Last Updated on May 6, 2015, by eNotes Editorial. Word Count: 414
Patterned loosely after the picaro novels of the Spanish Renaissance, The Milky Way follows two itinerants, amiable, friendly fellows…. [They] participate as spectators in periodic episodes illustrating various formalistic squabbles on points of dogma in the life of the Church: the divinity of Christ, the Holy Trinity, the Immaculate Conception, the Eucharist, the Existence of Free Will, the Origin of Evil … the whole tiresome bag. It is doubtful if this line of silly medieval chatter could at best be forged into significant thought-provoking questions under the conditions of the world today. In the hands of an aging reforming zealot, they turn into instruments of torture more like the tools of the Inquisition he so roundly condemns. (pp. 28-9)
Characterizations are minimal and rudimentary. The two itinerants emerge less as personalities than as a Greek Chorus of bumblers who give neither emphasis nor counterpoint; the social Establishment types are shown largely as mild-mannered imbeciles; the clergy and the faithful—mostly petit-bourgeois mediocrities—seen consistently as stupid and insensitive, obscurantist and unimaginative, uncharitable when not outright cruel, pettifogging, superstitious, and corruptors of the young.
For symbolism-buffs, The Milky Way is at least a good sampler of Bunuel's established fetishistic motifs…. And there are also a few incursions into elementary surrealism, as when the father at the school picnic (the children reciting a piping chorus of anathemas) starts at a volley only imagined by the young clochard—who had just day-dreamed the firing-squad execution of a Pope; or as in a later scene at the Spanish Inn when an obtuse and sweating priest is shifted constantly back and forth from hallway to bedroom (through a locked door), all the while expounding on the virtues of chastity.

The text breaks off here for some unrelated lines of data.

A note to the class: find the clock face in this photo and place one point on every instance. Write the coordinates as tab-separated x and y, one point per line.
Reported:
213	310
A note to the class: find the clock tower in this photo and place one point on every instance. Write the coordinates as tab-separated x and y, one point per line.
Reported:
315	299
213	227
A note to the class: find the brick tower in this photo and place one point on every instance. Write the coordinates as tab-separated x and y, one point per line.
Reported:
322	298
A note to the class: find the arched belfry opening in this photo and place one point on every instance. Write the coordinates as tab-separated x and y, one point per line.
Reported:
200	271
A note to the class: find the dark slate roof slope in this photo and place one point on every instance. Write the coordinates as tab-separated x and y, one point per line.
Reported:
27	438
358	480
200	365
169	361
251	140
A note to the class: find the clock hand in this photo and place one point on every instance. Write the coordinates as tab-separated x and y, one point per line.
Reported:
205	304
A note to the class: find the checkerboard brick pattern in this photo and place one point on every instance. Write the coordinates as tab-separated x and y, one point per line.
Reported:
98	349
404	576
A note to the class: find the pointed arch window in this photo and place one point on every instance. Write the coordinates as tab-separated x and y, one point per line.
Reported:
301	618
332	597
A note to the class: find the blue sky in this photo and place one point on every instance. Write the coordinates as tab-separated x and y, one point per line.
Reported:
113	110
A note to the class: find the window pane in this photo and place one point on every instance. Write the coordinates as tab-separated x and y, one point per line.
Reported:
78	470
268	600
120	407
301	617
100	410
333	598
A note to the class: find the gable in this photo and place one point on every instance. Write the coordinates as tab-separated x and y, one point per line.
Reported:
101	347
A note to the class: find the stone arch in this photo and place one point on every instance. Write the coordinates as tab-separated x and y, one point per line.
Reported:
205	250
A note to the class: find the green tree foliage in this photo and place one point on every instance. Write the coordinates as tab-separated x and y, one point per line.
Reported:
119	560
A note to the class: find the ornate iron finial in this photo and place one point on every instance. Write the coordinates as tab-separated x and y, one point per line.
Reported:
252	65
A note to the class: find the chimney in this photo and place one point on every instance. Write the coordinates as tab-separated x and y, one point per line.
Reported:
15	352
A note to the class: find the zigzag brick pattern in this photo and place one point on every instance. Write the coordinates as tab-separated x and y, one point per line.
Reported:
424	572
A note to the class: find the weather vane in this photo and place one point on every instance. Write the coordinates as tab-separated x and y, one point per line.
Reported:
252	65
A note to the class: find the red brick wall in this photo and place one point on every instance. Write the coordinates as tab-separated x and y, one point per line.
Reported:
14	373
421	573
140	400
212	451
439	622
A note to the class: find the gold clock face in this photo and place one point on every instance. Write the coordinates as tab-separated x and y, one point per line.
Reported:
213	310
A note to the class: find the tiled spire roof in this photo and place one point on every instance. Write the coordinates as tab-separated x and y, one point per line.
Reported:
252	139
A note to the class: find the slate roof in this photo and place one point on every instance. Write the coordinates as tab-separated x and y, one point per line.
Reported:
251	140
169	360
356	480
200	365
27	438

Here at least is an echo of Bunuel's best anti-Church work of the past, when he acted like a wicked little boy beating an old witch with her own broom.
But the fine old touch of malice is largely missing here. The film has neither the power and depth of Viridiana, nor the ingenious gags and satiric directness of Simon of the Desert. Unlike these two films, his best in the genre, The Milky Way remains throughout, discursive, banal, pedestrian and uninspired. The problem is partly that the old soldier has fired all his rounds at the wrong target. (p. 30)
Oblivious to all of festering life about him, Bunuel struggles doggedly on,… preoccupied with doctrinal trivia…. (p. 31)
Lita Paniagua, "'The Milky Way'," in Film Society Review, Vol. 5, No. 6, February, 1970, pp. 28-31.